Well as usual I have decided to rush in boots and all and get Debian on this computer. Creating the pen drive for the netinstall image that I used previously to create VMs was a little tricky until I realised it had to be in FAT32 format rather than ext4. The Debian installer threw up a warning about using the Unetbootin tool to create the pen drive, but it worked flawlessly. The installation is practically the same as Xubuntu except you get a choice of desktop environments, from which you can choose, in this case, Xfce. It being old hat I soon had the partititions set up on the SSD (2x 60 GB, one the boot partition and the other swap) and the installer flew along as expected. One of the reasons for wanting to change the installed OS is some issues that have come up with Xubuntu 17.10 which naturally proves one has to be careful about installing the latest bleeding edge in a production environment. For this reason I decided not to install the testing repository and will find some other way to update Xfce if it is an old version.

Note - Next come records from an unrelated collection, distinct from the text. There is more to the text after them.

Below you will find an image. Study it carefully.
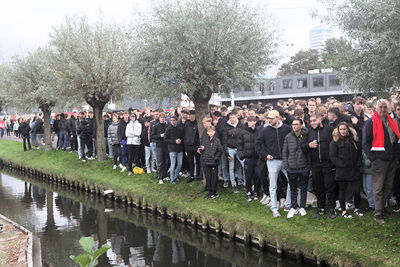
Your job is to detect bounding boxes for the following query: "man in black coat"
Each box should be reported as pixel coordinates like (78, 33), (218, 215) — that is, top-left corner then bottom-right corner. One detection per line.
(151, 113), (168, 184)
(237, 116), (260, 202)
(183, 110), (201, 183)
(301, 113), (337, 219)
(255, 110), (290, 217)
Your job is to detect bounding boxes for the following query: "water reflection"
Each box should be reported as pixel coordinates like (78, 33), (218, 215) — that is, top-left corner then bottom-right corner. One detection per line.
(0, 173), (306, 266)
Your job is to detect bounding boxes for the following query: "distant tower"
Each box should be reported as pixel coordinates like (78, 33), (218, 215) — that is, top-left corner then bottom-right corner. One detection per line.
(310, 24), (333, 51)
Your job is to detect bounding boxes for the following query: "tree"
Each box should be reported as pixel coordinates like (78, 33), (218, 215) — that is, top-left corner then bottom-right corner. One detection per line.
(321, 37), (353, 71)
(135, 0), (277, 132)
(50, 17), (134, 161)
(321, 0), (400, 93)
(278, 49), (322, 76)
(7, 48), (59, 150)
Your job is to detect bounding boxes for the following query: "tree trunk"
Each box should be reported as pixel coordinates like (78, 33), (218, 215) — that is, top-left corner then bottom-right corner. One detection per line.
(193, 97), (210, 184)
(40, 107), (53, 151)
(92, 103), (106, 161)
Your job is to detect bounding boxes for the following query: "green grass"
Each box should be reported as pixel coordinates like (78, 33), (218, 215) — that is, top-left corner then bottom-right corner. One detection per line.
(0, 140), (400, 266)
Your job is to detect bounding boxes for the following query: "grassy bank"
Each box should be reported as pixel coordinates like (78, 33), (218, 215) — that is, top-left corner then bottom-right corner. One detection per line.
(0, 140), (400, 266)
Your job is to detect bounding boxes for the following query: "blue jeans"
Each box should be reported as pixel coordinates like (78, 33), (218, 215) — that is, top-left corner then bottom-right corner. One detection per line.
(169, 152), (183, 182)
(150, 142), (158, 169)
(363, 173), (375, 209)
(144, 146), (151, 171)
(120, 140), (127, 167)
(57, 130), (69, 150)
(267, 159), (291, 211)
(218, 153), (229, 182)
(228, 148), (243, 187)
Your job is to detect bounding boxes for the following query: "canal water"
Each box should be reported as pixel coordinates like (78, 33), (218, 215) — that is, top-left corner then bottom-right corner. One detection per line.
(0, 172), (305, 267)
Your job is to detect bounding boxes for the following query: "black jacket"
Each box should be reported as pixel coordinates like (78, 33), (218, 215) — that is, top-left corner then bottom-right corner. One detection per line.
(183, 120), (200, 151)
(77, 120), (93, 140)
(362, 118), (399, 162)
(118, 119), (129, 144)
(201, 135), (223, 166)
(282, 129), (311, 170)
(164, 125), (183, 152)
(18, 122), (31, 138)
(222, 121), (241, 155)
(68, 117), (77, 135)
(255, 122), (291, 159)
(237, 124), (258, 159)
(35, 118), (44, 134)
(301, 125), (332, 165)
(151, 123), (168, 148)
(329, 127), (362, 181)
(58, 118), (70, 132)
(140, 124), (150, 146)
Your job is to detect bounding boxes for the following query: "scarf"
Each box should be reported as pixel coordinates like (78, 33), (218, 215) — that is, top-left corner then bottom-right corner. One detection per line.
(371, 111), (400, 151)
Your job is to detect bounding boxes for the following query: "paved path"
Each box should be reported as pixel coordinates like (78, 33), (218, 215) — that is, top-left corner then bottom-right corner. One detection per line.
(0, 218), (29, 267)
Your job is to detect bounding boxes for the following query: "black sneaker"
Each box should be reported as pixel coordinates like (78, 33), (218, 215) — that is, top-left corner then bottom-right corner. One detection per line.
(374, 215), (385, 224)
(211, 194), (219, 199)
(246, 193), (253, 202)
(313, 209), (325, 218)
(329, 209), (337, 219)
(393, 205), (400, 213)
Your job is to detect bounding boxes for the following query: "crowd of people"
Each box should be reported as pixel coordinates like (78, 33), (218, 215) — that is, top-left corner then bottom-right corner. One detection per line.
(0, 96), (400, 224)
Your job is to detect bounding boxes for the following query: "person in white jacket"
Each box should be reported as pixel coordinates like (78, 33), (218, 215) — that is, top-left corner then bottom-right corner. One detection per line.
(125, 114), (142, 176)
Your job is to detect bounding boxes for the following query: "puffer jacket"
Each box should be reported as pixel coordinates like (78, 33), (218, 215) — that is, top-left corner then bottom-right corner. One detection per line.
(329, 127), (362, 181)
(222, 120), (241, 154)
(164, 125), (183, 152)
(125, 121), (142, 145)
(183, 120), (200, 151)
(237, 124), (258, 159)
(301, 125), (332, 165)
(282, 129), (311, 170)
(107, 122), (119, 145)
(255, 122), (290, 160)
(58, 118), (70, 132)
(151, 122), (168, 149)
(18, 122), (31, 138)
(77, 120), (93, 140)
(201, 135), (223, 166)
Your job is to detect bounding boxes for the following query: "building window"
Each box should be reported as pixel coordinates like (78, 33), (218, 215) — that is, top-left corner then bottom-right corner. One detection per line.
(329, 75), (340, 87)
(313, 77), (324, 88)
(282, 79), (293, 89)
(297, 78), (308, 89)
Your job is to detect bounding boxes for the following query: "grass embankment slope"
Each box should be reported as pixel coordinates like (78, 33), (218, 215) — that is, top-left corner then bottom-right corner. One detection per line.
(0, 140), (400, 266)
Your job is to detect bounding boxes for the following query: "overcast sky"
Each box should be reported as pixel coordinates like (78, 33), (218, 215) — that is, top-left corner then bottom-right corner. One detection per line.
(0, 0), (332, 73)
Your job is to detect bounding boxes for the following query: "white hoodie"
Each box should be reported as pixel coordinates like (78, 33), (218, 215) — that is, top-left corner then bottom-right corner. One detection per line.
(125, 121), (142, 145)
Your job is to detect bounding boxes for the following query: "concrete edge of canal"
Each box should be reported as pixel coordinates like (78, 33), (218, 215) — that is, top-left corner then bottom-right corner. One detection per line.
(0, 214), (42, 267)
(0, 158), (360, 267)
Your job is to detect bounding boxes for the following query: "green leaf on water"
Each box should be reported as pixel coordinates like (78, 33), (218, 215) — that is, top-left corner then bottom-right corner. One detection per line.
(79, 236), (94, 254)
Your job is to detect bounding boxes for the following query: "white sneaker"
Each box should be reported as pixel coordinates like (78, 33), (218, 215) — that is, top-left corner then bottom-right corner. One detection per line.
(287, 208), (299, 219)
(299, 208), (307, 216)
(260, 194), (267, 205)
(279, 198), (286, 209)
(272, 210), (281, 218)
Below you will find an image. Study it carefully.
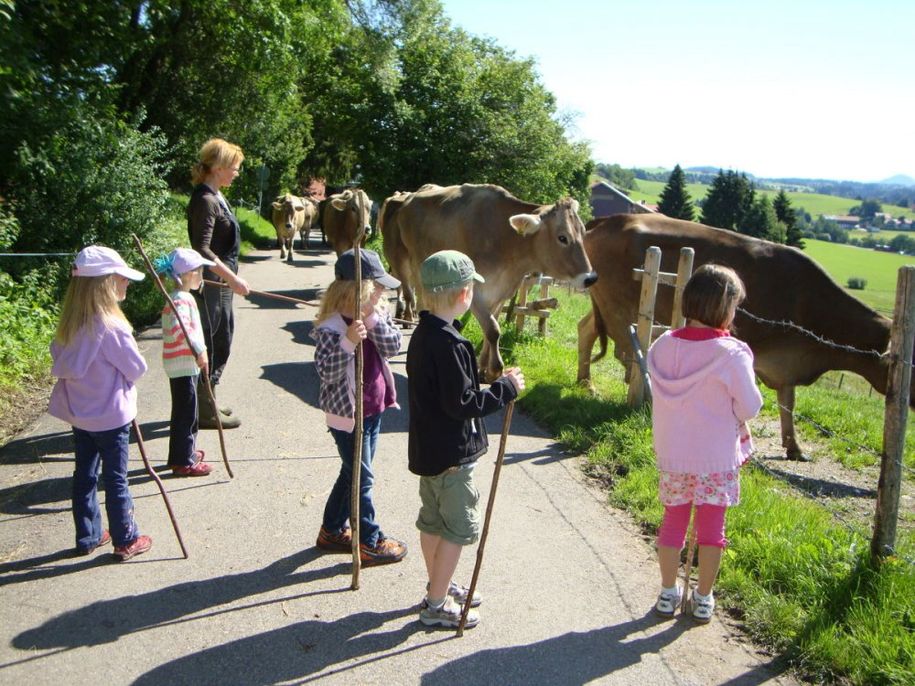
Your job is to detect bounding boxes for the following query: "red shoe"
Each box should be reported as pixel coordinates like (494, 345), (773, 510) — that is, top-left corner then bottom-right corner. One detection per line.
(76, 529), (111, 555)
(172, 459), (213, 476)
(114, 536), (152, 562)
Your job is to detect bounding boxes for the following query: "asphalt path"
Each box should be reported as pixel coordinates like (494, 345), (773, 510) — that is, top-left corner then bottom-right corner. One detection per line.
(0, 245), (794, 686)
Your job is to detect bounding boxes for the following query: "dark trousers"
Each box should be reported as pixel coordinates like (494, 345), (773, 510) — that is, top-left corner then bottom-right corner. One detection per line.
(73, 424), (140, 550)
(194, 284), (235, 386)
(168, 374), (198, 467)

Once having completed the base install the next step is, as usual, to set up the RAID array, which we do by logging in as root and then installing the RAID software and configuring it, just as I have numerous previous times. I’m being incautious by not having made a backup before starting the install, but I did have a backup done a couple of weeks ago, and there are two disks in the array that are exact copies of each other, and it’s unlikely to be an issue to get the array working again. So actually it was very straightforward. So now for the rest of the day I will just be tweaking the installation and re-installing bits of software on the computer. As usual as soon as I pointed /home at the RAID array and then logged on as myself everything came back especially the XFCE panel and menus and it is hard to see any difference from Xubuntu. One of the key things I can do with this version of Debian is natively install a stable version of Qgis master alongside the most up to date version and at the moment it is building an installation from source that should work OK as it has on all the VMs I have put together up until now with Debian on them.
[UPDATE] So MainPC has been OK. The PC in the bedroom crashed a couple of days ago so I just jumped in and installed Debian on it as well. This is a bit tricky to do in general because of the differences between Debian and Ubuntu, and it took a bit more work to get it up and running. I still have to install a bit more software on it to finish it off, but it is going fairly well. I don’t have a plan to migrate all the computers, and will only address it whenever it is necessary. So I still have one PC running Xubuntu and have no plans to change that.